BGP in a hybrid cloud setup
This is a common DevOps scenario.
On-prem Data Center
AS65010
+-------------+
| Core Router |
+------+------+
|
| BGP session
|
+------+------+
| Cloud Edge |
| AS16509 |
+------+------+
|
v
+-------------+
| VPC / VNet |
| Application |
+-------------+
When the BGP session is up:
- Routes are exchanged
- On-prem can reach cloud subnets
- Cloud can reach on-prem networks
If BGP goes down:
- Routes disappear
- Connectivity breaks
- Your app may suddenly lose database access
What a BGP problem looks like
Normal routing
User | vISP A | vTransit | vYour Cloud
After a route leak or misconfiguration
User | vISP A | vWrong Network | vBlack hole (traffic dropped)

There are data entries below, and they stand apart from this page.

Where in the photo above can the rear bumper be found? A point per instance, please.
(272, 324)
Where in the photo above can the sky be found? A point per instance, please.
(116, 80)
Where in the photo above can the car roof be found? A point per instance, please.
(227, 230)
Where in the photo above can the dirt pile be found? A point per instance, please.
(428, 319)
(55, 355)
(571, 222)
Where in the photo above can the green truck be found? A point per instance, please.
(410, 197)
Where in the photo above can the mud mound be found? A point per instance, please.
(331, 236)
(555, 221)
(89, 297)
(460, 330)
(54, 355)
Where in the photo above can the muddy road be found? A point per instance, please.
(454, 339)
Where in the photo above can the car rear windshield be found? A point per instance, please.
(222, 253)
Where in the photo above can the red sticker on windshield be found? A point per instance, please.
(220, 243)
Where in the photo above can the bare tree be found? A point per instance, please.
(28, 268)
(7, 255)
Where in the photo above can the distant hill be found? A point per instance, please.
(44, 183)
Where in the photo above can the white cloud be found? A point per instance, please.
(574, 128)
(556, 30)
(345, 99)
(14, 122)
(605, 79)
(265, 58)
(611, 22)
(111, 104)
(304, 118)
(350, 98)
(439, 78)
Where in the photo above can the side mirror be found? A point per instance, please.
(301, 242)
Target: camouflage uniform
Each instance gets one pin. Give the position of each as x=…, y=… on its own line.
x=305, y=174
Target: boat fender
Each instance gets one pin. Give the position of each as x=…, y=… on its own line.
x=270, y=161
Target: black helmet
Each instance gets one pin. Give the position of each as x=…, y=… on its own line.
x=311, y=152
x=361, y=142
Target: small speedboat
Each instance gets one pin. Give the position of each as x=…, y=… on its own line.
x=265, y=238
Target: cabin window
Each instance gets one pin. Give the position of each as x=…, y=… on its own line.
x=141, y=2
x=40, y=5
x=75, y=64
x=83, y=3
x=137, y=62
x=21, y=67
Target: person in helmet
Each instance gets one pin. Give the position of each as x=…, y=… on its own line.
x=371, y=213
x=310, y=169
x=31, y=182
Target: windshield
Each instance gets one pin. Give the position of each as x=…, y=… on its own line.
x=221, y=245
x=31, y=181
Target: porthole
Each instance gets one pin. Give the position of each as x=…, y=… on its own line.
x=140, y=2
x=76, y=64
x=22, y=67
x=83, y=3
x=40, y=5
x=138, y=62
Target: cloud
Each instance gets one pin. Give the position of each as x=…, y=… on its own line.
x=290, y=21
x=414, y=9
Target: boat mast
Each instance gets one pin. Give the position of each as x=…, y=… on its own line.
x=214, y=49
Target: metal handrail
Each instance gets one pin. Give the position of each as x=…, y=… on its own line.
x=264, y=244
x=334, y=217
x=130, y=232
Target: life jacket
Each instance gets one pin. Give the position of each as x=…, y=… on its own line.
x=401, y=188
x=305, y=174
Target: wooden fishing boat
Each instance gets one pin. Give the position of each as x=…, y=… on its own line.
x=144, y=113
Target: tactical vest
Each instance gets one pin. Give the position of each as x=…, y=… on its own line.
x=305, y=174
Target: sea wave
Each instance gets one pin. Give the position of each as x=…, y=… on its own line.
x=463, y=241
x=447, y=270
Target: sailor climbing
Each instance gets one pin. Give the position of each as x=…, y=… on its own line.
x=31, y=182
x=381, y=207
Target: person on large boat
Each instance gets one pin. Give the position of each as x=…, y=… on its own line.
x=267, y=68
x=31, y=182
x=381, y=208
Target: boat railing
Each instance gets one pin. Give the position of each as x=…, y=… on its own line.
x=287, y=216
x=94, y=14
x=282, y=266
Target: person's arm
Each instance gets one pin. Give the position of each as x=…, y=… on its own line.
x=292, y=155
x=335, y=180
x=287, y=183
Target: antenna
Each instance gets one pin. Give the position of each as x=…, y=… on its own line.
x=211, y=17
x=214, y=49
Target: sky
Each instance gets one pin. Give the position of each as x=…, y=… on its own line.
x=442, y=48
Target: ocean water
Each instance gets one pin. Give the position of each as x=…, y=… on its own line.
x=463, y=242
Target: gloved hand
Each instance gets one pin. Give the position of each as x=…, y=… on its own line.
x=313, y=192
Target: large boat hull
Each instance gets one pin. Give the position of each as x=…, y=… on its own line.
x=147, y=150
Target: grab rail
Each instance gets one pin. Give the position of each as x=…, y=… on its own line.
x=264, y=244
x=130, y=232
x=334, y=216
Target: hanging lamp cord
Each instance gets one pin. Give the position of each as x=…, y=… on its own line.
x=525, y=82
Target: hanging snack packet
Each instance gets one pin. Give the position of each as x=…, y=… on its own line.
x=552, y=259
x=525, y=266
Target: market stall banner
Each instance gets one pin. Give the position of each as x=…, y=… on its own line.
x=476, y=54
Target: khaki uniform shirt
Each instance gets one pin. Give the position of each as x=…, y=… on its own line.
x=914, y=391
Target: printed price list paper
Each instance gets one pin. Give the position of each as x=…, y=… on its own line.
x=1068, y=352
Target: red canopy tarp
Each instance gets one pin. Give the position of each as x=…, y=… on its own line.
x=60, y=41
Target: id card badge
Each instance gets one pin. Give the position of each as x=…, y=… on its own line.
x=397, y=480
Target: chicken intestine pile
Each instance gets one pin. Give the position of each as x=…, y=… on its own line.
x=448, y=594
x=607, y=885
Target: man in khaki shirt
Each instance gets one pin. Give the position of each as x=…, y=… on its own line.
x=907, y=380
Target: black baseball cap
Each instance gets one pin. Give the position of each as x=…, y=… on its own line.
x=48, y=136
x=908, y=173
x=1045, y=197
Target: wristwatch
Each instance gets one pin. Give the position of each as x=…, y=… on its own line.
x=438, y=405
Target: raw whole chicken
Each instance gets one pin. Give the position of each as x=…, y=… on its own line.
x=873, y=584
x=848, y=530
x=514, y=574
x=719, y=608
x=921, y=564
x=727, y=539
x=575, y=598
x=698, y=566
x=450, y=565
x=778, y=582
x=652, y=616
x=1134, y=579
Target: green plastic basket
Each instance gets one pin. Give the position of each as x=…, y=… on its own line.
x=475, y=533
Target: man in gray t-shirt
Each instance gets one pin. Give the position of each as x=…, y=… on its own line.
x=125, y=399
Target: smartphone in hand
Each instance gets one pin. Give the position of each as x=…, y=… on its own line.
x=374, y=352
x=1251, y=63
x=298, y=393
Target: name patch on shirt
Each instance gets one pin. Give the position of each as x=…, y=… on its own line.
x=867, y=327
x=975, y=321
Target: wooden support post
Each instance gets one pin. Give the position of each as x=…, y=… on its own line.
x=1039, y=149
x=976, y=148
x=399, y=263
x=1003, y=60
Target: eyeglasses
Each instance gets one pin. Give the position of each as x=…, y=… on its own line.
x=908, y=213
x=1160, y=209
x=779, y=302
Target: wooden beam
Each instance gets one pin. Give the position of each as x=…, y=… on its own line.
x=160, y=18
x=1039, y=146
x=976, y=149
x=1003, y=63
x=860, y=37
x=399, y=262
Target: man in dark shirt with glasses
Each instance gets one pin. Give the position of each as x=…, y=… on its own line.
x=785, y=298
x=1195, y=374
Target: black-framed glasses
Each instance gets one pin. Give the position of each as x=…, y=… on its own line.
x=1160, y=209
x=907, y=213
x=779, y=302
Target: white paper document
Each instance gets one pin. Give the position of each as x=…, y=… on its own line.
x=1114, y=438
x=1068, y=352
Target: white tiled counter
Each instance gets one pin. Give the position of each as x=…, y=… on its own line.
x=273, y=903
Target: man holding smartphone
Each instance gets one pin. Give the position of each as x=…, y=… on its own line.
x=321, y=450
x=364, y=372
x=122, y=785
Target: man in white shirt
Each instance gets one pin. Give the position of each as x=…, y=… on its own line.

From your monitoring, this appears as:
- Sudden regional outage
- Increased latency
- Timeouts from specific countries
Even though:
- Your servers are healthy
- Your deployments are fine
Key takeaway diagram
This is the simplest mental model of BGP:
Your App (Cloud) | v Cloud Network (AS1) | v Transit Network (AS2) | v ISP (AS3) | v User
BGP decides:
- Which AS to use
- In which order
- Based on policies and agreements
Practical takeaway for DevOps engineers
You don’t need to configure BGP daily.
But you should understand this chain:
User → ISP → Transit → Cloud → Your App
Because problems can happen at any link in that chain.
And often:
If the app is healthy but unreachable, BGP is part of the story.